How is it I have never read Karin Fossum before? She has won the Glass Key Award for the best Nordic crime novel, an honor shared with Henning Mankell and Jo Nesbo. Her Inspector Sejer series has been published in more than forty countries, and this is the first I’ve ever heard of him.

One of the things that compelled me about this book is the amount of compassion I felt toward each character. Ragna Reigal lives alone in the home she lived in as a child. Her parents are dead. Her son has moved to Berlin. She is all alone without a voice because surgery on her throat went awry, and all she can do is whisper.

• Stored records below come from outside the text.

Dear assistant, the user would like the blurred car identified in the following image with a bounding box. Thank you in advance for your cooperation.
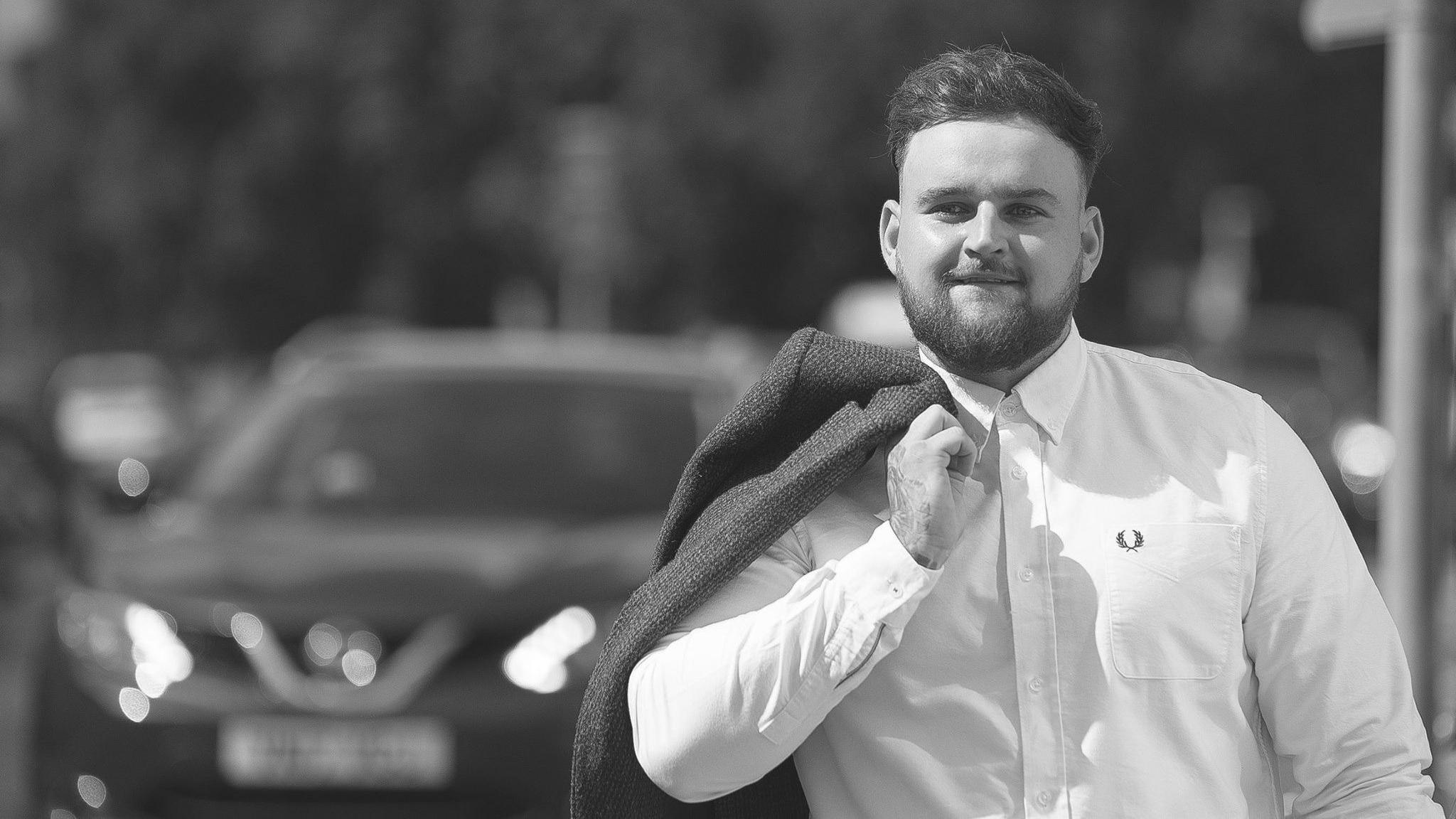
[33,329,757,819]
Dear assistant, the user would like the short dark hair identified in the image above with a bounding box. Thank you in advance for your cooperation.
[885,46,1106,188]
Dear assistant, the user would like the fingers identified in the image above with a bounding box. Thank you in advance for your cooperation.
[904,404,961,440]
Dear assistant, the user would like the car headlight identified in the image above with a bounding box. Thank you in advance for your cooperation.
[501,606,597,694]
[55,590,192,723]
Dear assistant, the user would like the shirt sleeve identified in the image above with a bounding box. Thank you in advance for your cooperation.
[628,523,941,801]
[1243,405,1442,819]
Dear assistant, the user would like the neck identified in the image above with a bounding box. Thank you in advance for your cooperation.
[920,321,1071,393]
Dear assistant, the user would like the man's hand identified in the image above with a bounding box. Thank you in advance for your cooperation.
[885,404,975,568]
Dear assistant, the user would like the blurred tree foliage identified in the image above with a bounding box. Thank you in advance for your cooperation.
[0,0,1381,354]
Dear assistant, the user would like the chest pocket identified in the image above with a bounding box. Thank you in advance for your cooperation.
[1105,523,1243,679]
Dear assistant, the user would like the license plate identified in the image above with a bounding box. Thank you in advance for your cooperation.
[217,717,454,788]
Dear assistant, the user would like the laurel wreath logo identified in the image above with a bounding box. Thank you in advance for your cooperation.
[1117,529,1143,552]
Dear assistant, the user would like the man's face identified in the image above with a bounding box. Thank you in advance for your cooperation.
[879,117,1102,389]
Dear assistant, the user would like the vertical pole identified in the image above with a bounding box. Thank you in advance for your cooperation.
[1379,0,1449,714]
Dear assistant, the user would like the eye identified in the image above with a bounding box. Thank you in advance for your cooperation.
[931,203,971,215]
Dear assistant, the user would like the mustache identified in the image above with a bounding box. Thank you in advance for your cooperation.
[941,257,1022,284]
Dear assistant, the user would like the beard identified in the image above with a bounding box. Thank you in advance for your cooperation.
[896,257,1082,380]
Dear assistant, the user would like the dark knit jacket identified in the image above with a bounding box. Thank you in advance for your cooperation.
[571,328,955,819]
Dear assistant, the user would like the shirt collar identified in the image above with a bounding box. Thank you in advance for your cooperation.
[920,321,1086,444]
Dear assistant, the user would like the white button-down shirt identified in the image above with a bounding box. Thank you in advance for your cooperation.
[629,322,1442,819]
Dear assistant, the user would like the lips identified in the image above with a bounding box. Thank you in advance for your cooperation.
[945,272,1021,284]
[943,264,1021,284]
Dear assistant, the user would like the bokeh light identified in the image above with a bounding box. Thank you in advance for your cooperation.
[303,622,343,666]
[75,774,107,808]
[117,458,151,497]
[119,688,151,719]
[339,648,378,688]
[229,612,264,648]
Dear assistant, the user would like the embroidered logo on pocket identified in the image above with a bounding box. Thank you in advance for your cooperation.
[1117,529,1143,552]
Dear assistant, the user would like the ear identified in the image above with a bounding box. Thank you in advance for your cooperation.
[879,200,900,275]
[1082,205,1102,283]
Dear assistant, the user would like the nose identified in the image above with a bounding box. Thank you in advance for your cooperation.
[964,203,1007,257]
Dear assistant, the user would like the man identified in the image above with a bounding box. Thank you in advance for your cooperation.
[574,48,1440,819]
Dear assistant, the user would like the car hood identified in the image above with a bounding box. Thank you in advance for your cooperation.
[90,510,661,628]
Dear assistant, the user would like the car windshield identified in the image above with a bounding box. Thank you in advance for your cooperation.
[188,375,697,519]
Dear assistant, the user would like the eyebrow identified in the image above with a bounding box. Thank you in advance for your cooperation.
[914,185,1061,207]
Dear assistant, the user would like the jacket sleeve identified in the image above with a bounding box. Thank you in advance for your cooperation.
[628,523,939,801]
[1245,405,1442,819]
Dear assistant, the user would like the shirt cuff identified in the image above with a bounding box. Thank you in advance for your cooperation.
[835,522,945,628]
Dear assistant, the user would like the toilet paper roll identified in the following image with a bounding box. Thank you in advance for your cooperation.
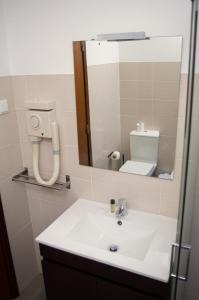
[110,151,120,160]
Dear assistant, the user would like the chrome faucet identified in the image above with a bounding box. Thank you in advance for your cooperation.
[115,198,128,219]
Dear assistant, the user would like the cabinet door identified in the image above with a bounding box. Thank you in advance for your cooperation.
[97,280,160,300]
[42,260,96,300]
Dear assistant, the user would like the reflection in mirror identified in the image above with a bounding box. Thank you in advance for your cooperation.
[74,37,182,179]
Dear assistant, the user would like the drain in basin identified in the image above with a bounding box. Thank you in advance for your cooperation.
[108,245,119,252]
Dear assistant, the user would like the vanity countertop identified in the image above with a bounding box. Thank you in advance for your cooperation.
[36,199,177,282]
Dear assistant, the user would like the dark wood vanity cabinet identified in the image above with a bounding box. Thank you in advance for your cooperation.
[40,245,169,300]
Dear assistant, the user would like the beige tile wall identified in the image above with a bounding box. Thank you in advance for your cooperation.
[120,62,180,172]
[12,75,186,272]
[0,76,37,290]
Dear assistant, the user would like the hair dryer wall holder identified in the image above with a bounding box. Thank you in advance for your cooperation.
[12,168,71,191]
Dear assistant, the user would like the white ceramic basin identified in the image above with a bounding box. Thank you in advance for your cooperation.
[36,199,177,282]
[66,214,155,260]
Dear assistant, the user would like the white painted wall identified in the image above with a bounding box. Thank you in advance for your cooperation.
[119,37,182,62]
[3,0,191,74]
[0,0,9,76]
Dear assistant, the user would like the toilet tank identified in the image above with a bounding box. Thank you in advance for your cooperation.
[130,130,160,163]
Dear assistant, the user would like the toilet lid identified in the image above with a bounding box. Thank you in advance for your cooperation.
[119,160,156,176]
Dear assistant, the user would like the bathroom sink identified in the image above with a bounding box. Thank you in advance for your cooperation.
[67,214,155,260]
[36,199,177,282]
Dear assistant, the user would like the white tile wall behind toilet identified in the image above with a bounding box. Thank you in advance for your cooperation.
[1,0,191,274]
[0,2,37,290]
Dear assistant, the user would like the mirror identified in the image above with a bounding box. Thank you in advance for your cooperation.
[73,37,182,179]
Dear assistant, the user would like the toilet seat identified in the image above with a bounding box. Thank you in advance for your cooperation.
[119,160,157,176]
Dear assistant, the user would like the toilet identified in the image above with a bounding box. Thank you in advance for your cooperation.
[119,130,160,176]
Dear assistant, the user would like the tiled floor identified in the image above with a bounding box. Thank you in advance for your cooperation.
[16,275,46,300]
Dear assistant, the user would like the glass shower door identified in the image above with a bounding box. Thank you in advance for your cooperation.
[171,0,199,300]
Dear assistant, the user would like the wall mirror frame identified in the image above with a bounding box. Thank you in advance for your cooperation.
[73,36,182,180]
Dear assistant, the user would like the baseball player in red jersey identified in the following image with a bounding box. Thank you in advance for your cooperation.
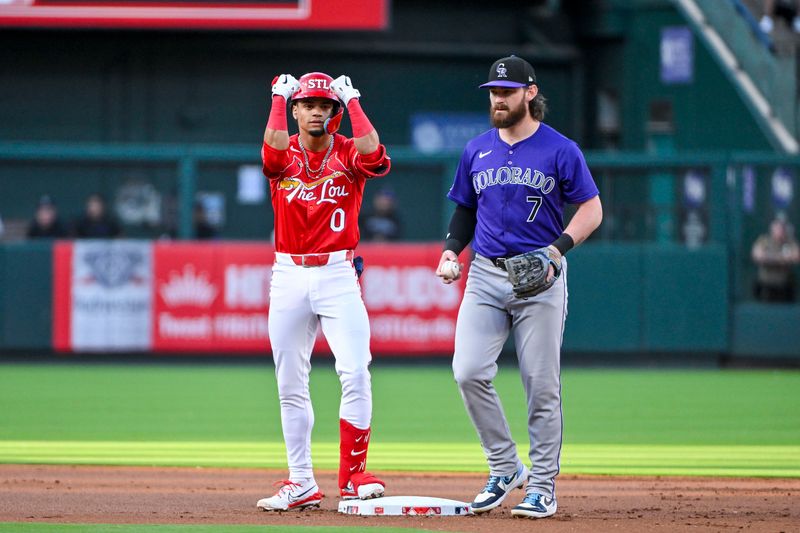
[257,72,391,511]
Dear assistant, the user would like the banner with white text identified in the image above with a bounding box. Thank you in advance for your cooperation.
[53,241,465,355]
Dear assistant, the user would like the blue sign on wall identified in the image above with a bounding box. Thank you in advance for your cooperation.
[661,26,694,84]
[411,112,490,154]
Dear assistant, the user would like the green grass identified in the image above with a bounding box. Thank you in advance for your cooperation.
[0,363,800,476]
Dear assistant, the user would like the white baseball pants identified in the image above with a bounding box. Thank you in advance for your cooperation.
[269,251,372,479]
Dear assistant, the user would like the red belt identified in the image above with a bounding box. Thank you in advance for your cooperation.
[289,250,353,267]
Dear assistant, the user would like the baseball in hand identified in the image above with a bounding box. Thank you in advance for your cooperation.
[442,261,461,279]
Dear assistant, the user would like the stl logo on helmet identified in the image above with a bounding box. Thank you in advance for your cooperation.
[308,78,330,90]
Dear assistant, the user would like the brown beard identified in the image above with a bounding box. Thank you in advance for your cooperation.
[489,100,528,128]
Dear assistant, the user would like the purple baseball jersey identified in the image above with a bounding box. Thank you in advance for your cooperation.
[447,123,599,257]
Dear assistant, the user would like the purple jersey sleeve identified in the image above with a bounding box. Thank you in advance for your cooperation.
[447,145,478,209]
[447,123,598,257]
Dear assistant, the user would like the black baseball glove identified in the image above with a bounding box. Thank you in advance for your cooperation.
[505,247,561,298]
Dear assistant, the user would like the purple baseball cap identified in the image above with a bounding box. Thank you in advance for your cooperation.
[481,55,536,88]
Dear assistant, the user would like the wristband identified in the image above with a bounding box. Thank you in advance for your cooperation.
[347,98,375,139]
[553,233,575,255]
[442,239,466,255]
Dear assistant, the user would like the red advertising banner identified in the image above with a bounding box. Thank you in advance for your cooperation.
[53,241,72,352]
[153,243,274,352]
[0,0,389,30]
[356,243,465,355]
[153,243,464,355]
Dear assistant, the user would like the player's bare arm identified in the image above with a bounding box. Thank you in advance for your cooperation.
[564,196,603,250]
[264,74,300,150]
[331,75,381,155]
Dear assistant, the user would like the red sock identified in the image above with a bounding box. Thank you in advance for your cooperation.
[339,418,370,489]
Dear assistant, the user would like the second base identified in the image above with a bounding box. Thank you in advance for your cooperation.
[339,496,472,516]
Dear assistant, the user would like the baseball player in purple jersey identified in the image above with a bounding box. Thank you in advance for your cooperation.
[437,56,603,518]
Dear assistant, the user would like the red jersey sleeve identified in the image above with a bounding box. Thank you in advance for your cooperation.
[261,143,292,179]
[350,141,392,178]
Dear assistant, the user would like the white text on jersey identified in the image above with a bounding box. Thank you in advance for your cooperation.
[472,167,556,194]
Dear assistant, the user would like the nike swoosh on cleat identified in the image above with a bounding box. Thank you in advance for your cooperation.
[288,487,314,502]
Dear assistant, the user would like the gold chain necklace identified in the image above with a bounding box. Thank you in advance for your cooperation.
[297,135,333,178]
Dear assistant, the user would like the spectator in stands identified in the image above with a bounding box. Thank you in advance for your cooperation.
[28,195,67,239]
[752,215,800,302]
[74,193,122,239]
[361,187,402,241]
[192,201,217,240]
[758,0,800,33]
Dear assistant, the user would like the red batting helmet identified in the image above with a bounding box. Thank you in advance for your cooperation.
[292,72,344,134]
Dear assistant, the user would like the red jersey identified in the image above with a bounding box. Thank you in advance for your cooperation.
[261,134,391,254]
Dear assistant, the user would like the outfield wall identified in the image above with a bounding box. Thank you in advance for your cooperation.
[0,241,800,360]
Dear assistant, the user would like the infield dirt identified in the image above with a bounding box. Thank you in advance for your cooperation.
[0,465,800,532]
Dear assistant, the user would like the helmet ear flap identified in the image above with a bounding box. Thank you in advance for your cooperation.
[323,105,344,135]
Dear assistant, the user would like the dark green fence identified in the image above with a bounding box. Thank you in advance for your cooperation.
[0,143,800,358]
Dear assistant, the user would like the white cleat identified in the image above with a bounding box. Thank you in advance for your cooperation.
[342,481,386,500]
[256,479,324,511]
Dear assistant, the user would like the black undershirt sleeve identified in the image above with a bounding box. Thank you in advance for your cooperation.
[444,205,478,255]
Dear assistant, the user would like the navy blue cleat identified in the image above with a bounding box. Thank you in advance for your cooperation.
[511,492,558,518]
[472,465,528,513]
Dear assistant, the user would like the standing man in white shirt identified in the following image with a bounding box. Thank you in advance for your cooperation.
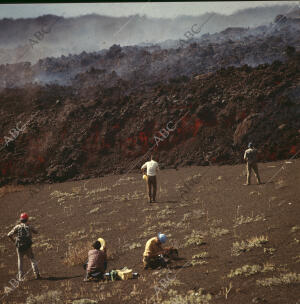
[141,155,159,204]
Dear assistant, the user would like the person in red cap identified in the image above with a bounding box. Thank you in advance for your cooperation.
[7,213,41,281]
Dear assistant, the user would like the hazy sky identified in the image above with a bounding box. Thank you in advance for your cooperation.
[0,1,300,18]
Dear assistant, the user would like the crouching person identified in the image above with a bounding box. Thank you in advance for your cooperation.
[84,241,107,282]
[143,233,167,269]
[7,213,41,281]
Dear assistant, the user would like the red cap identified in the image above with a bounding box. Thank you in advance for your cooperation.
[20,213,28,220]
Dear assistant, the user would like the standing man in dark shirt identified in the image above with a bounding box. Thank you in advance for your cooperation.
[7,213,40,281]
[84,241,107,281]
[244,143,261,186]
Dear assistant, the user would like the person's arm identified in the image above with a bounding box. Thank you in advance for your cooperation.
[7,227,16,243]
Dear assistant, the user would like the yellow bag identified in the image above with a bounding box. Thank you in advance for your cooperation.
[117,267,132,280]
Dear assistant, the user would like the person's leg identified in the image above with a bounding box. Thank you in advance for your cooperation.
[152,176,157,202]
[25,247,40,279]
[252,163,261,184]
[147,176,152,203]
[17,249,24,280]
[246,163,251,185]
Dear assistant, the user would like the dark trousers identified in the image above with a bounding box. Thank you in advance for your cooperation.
[148,175,156,201]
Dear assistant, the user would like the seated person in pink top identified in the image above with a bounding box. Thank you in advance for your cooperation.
[84,241,107,281]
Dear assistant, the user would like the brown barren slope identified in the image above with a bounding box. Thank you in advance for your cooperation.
[0,160,300,304]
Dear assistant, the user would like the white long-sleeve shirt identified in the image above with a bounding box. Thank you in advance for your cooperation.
[141,160,159,176]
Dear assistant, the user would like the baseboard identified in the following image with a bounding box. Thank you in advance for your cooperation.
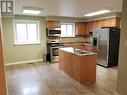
[5,59,43,66]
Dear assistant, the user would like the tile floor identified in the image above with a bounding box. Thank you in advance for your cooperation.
[6,62,119,95]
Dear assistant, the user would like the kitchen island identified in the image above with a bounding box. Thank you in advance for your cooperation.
[59,47,96,84]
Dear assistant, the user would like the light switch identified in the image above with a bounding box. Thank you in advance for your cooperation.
[125,40,127,47]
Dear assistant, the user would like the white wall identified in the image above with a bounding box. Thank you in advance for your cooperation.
[117,0,127,95]
[2,16,46,64]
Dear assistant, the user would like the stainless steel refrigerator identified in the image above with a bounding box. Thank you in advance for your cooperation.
[92,28,120,67]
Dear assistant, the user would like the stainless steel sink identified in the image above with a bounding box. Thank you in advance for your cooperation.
[75,49,90,55]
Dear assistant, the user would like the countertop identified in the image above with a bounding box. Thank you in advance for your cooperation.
[60,47,97,56]
[61,42,93,46]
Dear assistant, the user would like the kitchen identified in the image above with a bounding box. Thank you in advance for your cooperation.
[2,0,126,95]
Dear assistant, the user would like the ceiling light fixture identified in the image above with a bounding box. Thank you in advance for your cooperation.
[84,10,111,17]
[23,9,41,15]
[23,7,42,15]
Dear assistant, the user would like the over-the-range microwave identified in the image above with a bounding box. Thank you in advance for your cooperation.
[46,28,61,36]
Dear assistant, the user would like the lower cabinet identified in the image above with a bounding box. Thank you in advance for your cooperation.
[59,50,96,84]
[73,55,96,84]
[59,51,73,77]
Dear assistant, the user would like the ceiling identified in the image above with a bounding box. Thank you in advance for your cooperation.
[15,0,122,17]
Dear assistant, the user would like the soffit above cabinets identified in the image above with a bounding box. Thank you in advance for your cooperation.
[14,0,122,18]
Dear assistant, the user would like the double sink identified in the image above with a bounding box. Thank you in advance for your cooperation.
[74,49,93,56]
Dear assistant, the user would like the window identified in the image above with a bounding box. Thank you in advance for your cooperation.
[13,20,40,44]
[61,23,75,37]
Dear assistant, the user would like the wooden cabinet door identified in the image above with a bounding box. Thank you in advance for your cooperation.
[59,50,73,77]
[75,22,89,36]
[87,21,98,33]
[73,55,82,83]
[64,52,73,77]
[0,26,7,95]
[46,21,61,28]
[59,50,65,71]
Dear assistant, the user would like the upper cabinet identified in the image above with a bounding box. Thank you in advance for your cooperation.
[75,22,89,36]
[46,21,61,28]
[87,18,120,32]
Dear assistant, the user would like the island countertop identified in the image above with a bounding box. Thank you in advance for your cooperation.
[60,47,97,56]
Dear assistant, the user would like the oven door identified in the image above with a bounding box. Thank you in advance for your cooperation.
[50,47,59,62]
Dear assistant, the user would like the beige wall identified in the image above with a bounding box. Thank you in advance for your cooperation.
[117,0,127,95]
[2,16,46,64]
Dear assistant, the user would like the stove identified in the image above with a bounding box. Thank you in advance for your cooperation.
[47,39,62,62]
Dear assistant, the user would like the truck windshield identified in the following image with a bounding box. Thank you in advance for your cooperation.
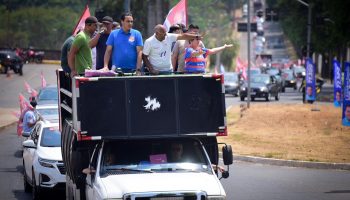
[101,138,212,174]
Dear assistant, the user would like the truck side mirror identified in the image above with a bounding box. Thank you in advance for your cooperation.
[22,140,36,149]
[222,145,233,165]
[22,132,30,137]
[221,171,230,178]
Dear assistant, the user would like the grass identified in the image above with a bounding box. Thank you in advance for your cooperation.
[219,103,350,163]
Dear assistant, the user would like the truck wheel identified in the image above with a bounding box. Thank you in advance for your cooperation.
[32,171,40,200]
[275,92,280,101]
[23,160,32,193]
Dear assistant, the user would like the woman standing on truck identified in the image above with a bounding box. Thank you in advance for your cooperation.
[184,35,233,74]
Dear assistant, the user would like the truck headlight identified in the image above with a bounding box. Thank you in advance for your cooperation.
[260,87,267,92]
[207,196,226,200]
[38,157,56,168]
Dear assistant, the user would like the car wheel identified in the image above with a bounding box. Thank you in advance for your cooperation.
[23,160,32,193]
[32,171,40,200]
[275,92,280,101]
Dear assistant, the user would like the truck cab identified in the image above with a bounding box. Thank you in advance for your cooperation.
[58,71,233,200]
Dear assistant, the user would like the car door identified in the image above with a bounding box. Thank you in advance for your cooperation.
[25,123,42,180]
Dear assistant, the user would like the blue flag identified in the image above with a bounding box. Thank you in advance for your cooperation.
[342,62,350,126]
[305,58,316,101]
[333,60,343,107]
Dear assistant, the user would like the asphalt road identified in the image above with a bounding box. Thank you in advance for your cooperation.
[0,65,350,200]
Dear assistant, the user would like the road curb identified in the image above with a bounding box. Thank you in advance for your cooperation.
[0,121,17,131]
[233,155,350,170]
[43,60,61,65]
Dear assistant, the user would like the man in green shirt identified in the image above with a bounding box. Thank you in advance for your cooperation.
[68,16,98,77]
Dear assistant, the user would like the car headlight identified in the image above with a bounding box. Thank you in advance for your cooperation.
[38,157,56,168]
[260,87,267,92]
[207,196,226,200]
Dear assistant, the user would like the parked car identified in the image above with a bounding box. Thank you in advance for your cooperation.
[239,74,280,101]
[282,70,297,92]
[224,72,240,96]
[36,85,58,105]
[293,66,305,78]
[23,121,66,199]
[0,50,23,76]
[35,104,59,123]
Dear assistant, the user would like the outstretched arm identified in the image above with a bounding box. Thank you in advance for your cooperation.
[208,44,233,55]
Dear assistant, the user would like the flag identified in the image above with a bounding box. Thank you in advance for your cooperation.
[342,62,350,126]
[73,5,90,36]
[255,55,264,67]
[40,71,46,88]
[305,58,316,102]
[220,64,225,74]
[163,0,187,31]
[333,59,342,107]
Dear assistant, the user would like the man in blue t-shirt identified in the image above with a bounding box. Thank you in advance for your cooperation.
[90,16,113,69]
[104,13,143,75]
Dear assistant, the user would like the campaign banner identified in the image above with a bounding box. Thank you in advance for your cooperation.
[305,58,316,101]
[342,62,350,126]
[333,60,343,107]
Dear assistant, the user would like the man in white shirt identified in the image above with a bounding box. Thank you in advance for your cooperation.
[142,24,201,74]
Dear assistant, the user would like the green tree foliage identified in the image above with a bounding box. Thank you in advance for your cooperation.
[267,0,350,55]
[0,0,85,50]
[170,0,238,70]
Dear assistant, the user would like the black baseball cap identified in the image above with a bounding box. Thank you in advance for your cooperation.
[85,16,98,24]
[102,16,113,24]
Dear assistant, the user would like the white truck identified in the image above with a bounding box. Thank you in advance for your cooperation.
[57,71,233,200]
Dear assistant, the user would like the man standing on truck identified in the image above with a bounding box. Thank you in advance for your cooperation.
[68,16,98,76]
[104,13,143,75]
[142,24,201,74]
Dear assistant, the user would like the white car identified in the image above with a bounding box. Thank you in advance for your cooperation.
[35,104,59,123]
[23,121,66,199]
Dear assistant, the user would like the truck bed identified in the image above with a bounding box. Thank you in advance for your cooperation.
[58,71,226,140]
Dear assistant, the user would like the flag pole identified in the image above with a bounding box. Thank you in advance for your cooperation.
[72,4,89,35]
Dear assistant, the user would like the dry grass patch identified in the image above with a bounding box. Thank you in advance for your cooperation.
[219,103,350,163]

She had the bag in her left hand, and with the right she opened the mailbox. Took out the local paper and church weekly, a brochure advertising furniture, and a very ordinary envelope. It was not often she got letters. Her surname was on the front fo the envelope: RIEGEL. Written in capital letters. She put her bag down on the ground. No address. No stamp. No sender. She stood under the street lamp and turned the envelope back forth. The paper was coarse, maybe recycled – it was thinner and grayer than normal paper. Goodness. A letter with no sender…she opened it and pulled out a folded sheet of paper with a short message.


How very alarming to receive such a message, which is only compounded when more of the same appear in her mailbox.



Interspersed with these messages we learn of her job at the Europrix, and her son, Rikard Josef, who does not live in Berlin after all. Nor does he manage an extravagant hotel as she has believed.

The most tender part is the way that Inspector Sejer questions her, gently helping her open up and reveal her story. Until he is not gentle anymore, but firm. She senses the change in his demeanor one day, and it is undeniable. Their relationship has taken on a suspicious edge.

I cannot tell you how much I enjoyed this novel. More than a mystery, it was written with a fabulous ability to bring characters to life, to create an aura of compassion, to gradually build the tension from a whisper to a scream. It is the second book I have read for the R.I.P. XIV, and it is well worth looking for and reading as it has none of the typical American drama or anticipated conclusion.